The first explanation seems much more likely than the second, and the third is just silly. I conclude, abductively, that roosters only crow during sunrise.

1.6 Very brief definitions of common terms

Here’s a list of terms we’ll be using a lot, along with very brief definitions:

Sample: a collection of data.

Statistic: a number calculated from data.

Interpretability: the extent to which some statistical result (like a statistic, or a plot) has a “real world” meaning.

Population: a larger group that we might be interested in; often where we suppose our sample came from.

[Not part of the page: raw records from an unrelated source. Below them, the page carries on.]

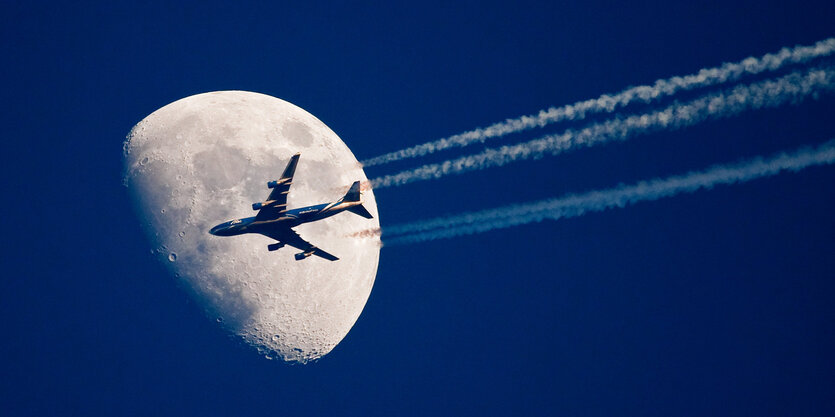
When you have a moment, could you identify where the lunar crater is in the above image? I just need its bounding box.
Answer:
[123,91,380,363]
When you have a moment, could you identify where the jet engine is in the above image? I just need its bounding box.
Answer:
[296,250,313,261]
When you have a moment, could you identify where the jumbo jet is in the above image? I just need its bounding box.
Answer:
[209,153,373,261]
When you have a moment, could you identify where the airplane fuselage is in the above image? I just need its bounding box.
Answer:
[209,201,362,236]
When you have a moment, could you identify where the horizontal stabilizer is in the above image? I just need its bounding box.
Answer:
[348,204,374,219]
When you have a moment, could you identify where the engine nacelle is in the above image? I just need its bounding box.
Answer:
[296,251,313,261]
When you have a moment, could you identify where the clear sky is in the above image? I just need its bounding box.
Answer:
[0,1,835,416]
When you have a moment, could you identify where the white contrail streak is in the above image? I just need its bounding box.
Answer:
[362,38,835,167]
[383,140,835,246]
[371,67,835,188]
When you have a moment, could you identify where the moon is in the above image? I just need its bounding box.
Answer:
[124,91,380,363]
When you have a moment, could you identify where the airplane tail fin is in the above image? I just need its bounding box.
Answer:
[342,181,360,202]
[348,204,374,219]
[342,181,374,219]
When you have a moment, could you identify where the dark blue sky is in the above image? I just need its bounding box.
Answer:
[0,1,835,416]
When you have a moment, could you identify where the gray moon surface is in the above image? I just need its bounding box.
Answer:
[124,91,380,363]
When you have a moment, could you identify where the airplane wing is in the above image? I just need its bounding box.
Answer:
[253,153,301,221]
[262,227,339,261]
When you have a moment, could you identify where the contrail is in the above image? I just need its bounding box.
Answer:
[371,67,835,188]
[383,139,835,246]
[362,38,835,167]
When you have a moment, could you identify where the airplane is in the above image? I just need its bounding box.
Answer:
[209,153,373,261]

Parameter: an unknown value assumed to exist at the population level, typically estimated by a statistic.

Estimate: what we call a statistic when it is being used to estimate an unknown value, typically thought of as a parameter.

Effect size: a term often given to a statistic that we think is easily interpreted and quantifies the magnitude of some phenomenon of interest.

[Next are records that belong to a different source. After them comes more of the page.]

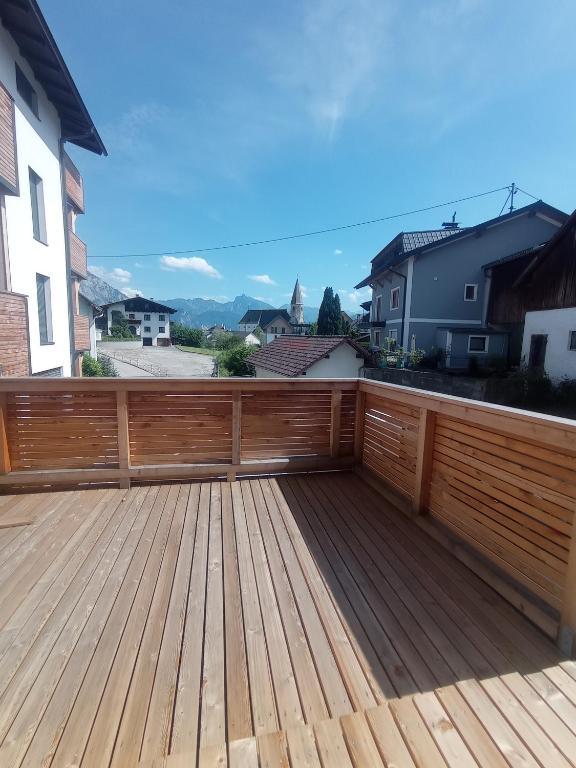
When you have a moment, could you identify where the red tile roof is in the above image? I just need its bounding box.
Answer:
[248,335,365,376]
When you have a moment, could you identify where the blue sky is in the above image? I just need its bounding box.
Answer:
[47,0,576,310]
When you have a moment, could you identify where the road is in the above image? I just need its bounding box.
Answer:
[98,342,214,378]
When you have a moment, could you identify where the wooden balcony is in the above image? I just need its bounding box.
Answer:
[68,230,88,278]
[0,291,30,376]
[64,154,84,213]
[0,379,576,768]
[74,315,90,352]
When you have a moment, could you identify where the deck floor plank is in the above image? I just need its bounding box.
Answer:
[0,473,576,768]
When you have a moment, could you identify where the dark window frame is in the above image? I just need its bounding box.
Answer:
[16,64,40,120]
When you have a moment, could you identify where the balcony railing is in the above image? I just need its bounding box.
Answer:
[74,315,90,352]
[68,230,88,278]
[64,155,84,213]
[0,376,576,645]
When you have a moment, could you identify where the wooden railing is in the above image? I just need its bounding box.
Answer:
[68,230,88,277]
[0,379,576,648]
[64,154,84,213]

95% Confidence interval (CI): an interval created in a such a way that, under repeated sampling, 95% of samples will produce an interval that contains the value of the parameter being estimated.

Sampling distribution: distribution of values a statistic takes on, under repeated sampling from the same population. Nice simulations from Brown University:

Central limit theorem

Confidence intervals

Sampling error: the extent to which we expect our estimates to differ from the parameters they estimate, due to variability in the sampling distribution. Often thought of as the extent to which our estimates are wrong “due to random chance”.

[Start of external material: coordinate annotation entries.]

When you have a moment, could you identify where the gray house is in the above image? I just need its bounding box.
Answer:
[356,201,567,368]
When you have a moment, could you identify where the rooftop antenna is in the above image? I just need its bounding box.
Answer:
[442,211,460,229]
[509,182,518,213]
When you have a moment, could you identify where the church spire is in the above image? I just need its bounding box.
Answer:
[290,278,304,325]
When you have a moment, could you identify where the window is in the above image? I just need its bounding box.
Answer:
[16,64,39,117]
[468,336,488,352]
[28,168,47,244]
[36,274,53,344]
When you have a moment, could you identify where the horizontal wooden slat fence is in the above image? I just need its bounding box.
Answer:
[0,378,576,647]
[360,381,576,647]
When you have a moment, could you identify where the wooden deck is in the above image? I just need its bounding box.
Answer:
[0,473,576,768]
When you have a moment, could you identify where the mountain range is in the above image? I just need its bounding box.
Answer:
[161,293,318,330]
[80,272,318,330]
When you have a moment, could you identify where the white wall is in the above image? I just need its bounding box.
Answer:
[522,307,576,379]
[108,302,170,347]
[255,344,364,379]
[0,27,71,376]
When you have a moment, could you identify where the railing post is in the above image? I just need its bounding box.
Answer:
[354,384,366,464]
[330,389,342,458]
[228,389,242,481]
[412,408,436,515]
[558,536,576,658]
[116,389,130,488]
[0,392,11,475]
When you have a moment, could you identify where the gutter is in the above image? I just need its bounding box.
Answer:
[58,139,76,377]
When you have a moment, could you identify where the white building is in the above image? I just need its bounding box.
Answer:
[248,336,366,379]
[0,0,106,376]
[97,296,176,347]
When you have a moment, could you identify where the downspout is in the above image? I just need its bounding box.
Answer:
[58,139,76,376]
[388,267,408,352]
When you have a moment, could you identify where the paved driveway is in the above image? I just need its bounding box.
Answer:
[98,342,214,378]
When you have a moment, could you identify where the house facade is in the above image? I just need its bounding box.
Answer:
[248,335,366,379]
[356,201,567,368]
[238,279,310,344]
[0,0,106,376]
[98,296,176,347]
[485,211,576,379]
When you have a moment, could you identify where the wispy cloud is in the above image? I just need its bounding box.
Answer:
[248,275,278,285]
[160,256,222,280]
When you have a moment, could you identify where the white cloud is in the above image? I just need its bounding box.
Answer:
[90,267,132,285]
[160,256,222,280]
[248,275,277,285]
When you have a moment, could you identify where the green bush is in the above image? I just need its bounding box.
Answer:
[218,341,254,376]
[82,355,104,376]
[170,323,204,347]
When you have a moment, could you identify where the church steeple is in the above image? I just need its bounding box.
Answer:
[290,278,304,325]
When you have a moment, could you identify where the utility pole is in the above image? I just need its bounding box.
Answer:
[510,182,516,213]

Bias: the extent to which we expect a statistical estimate to differ from the value of the parameter being estimated because of something systematic. Often referred to as “systematic error” or “non-sampling error”. Formally, the difference between the expected value of an estimator and the value of the parameter being estimated.

Noise: a shorthand way of referring to variability in data or variability in a sampling distribution that is due to factors unaccounted for by our study. Often formally modeled as “random error” and denoted as \(\varepsilon\).

Hypothesis test: a procedure for deciding whether to reject or fail to reject a null hypothesis (\(H_0\)). \(H_0\) may be rejected in favor of \(H_1\) (aka \(H_A\)), the alternative hypothesis. \(H_0\) usually represents that some effect does not exist, e.g. \(H_0: \mu_1-\mu_2=0\), “the difference in population means is zero”.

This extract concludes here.